Between the title Western Horror and that seventies horror movie artwork (with the tagline about looking for weed in strange places), you can sort of imagine the general idea behind the theoretical screenplay this album is supposedly based on — and the song titles help to fill in some of the details for you. Opening track “Bluntlust” — jam-packed with stoner riff goodness, plus just enough of a twang to fit the theme — sets up the story, which will evidently involve our protagonists heading out on an exploratory mission of sorts. The tracks that follow are very appropriately named: “Slow Walk Through a Ghost Town” and “Riding Upon a Skeletal Horse” both have a dark and sinister vibe, and both convey a sense of forward motion, although the former plods along one hesitant step at a time, while the latter canters by much more quickly with bouncy runs up and down the fretboards being traded between the guitars and bass.
“…And the Horse You O.D.’d On” is a repetitive, cyclical piece that increases in complexity and intensity ever-so-slightly over its eight-minute runtime (and check out the cool jazzy bass part right around the halfway mark!) , and “When Death Valley Becomes Home” sort of builds on that same theme with some more down-tempo swirly guitar parts while another guitar comes in on a high-pitched single-note line that adds to the dramatic tension. Speaking of tension, “A Scythe in One Hand, a Shotgun in the Other” opens with some heavy staccato syncopation between the guitars and bass; as this dies away it’s replaced by layers and layers of guitars that continually build until the listener ultimately approaches a trance-like state.

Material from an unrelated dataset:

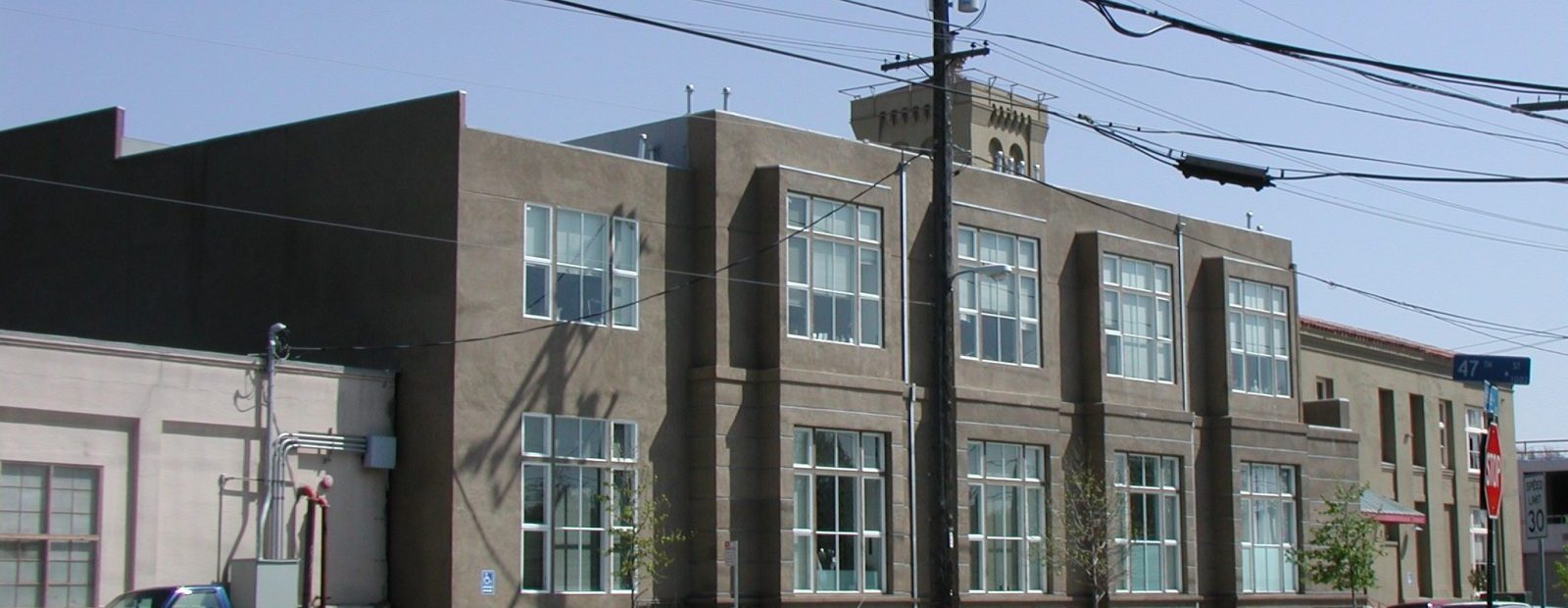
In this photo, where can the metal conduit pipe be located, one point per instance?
(281, 447)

Fitting with its name, “Southern Reaper” again brings a bit of bluesy twang into the riffs, as the bass and drums continually groove along, and then once again a sort of high-pitched tremoloey guitar line instills a feeling of something frightening and unpleasant being close at hand (although the vibe given off is less black metal and more “I, Robot”). The finale “Dead Dad Blues” — which again revisits the dark, moody themes with repetitive riffs that tend to swirl together — carries with it the subtitle “Ending Credits,” implying that our story has concluded pretty much how it was going all along: on a dark, depressing note.